His attempt to draw comparisons with President Gopallawa's functions under the 1972 constitution or even the Soulbury Constitution, is a puerile attempt to make these constitutions "living instruments" and not relegate them as "museum pieces" where they rightly belong. An important and salient factor which he chooses to ignore and the public should not fail to recognize is that President CBK was made virtually 'impotent' in regard to her constitutional powers by the government when it permitted goons to surround the Government Press, intimidate the Government Printer and his staff and prevented the gazette notice relating to the Development Lotteries Board from being published.

That actually was a clear signal that her constitutional powers, including those of prorogation and dissolution (requiring gazette notifications), can be curbed through extra-constitutional means. The President could have been reduced to much less than a ceremonial President - just a figure-head of no import! This situation alone justifies the taking over of the mass communication functions, where the government press came under the Media Ministry, if the President is to discharge her duties and responsibilities in terms of the constitution and the oath she had taken.
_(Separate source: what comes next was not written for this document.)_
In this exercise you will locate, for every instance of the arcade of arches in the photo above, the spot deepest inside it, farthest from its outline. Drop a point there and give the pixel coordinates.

Dr. Jayawickreme joins issue with me that I have not answered as to why the SC judgment in regard to the 19th amendment held that a referendum also would be necessary. I would not be so presumptuous as to give answers on behalf of the Supreme Court. One should not attempt to cast doubts in the minds of the people of this country about the highest rung of the judiciary with discipline in the country now at its lowest ebb.

Here was a 07 Bench unanimous judgement by the Supreme Court which possibly over-ruled an earlier 05 Bench majority decision, which is acceptable in the judicial system. The decision should be accepted with grace. Sadly, it was mis-conceptions of the new social and political will that some misguided persons sought to enter the Parliament assembly hall and occupy the Speaker's chair in 1956. Indeed, one swallow in the constitutional field does not make a summer!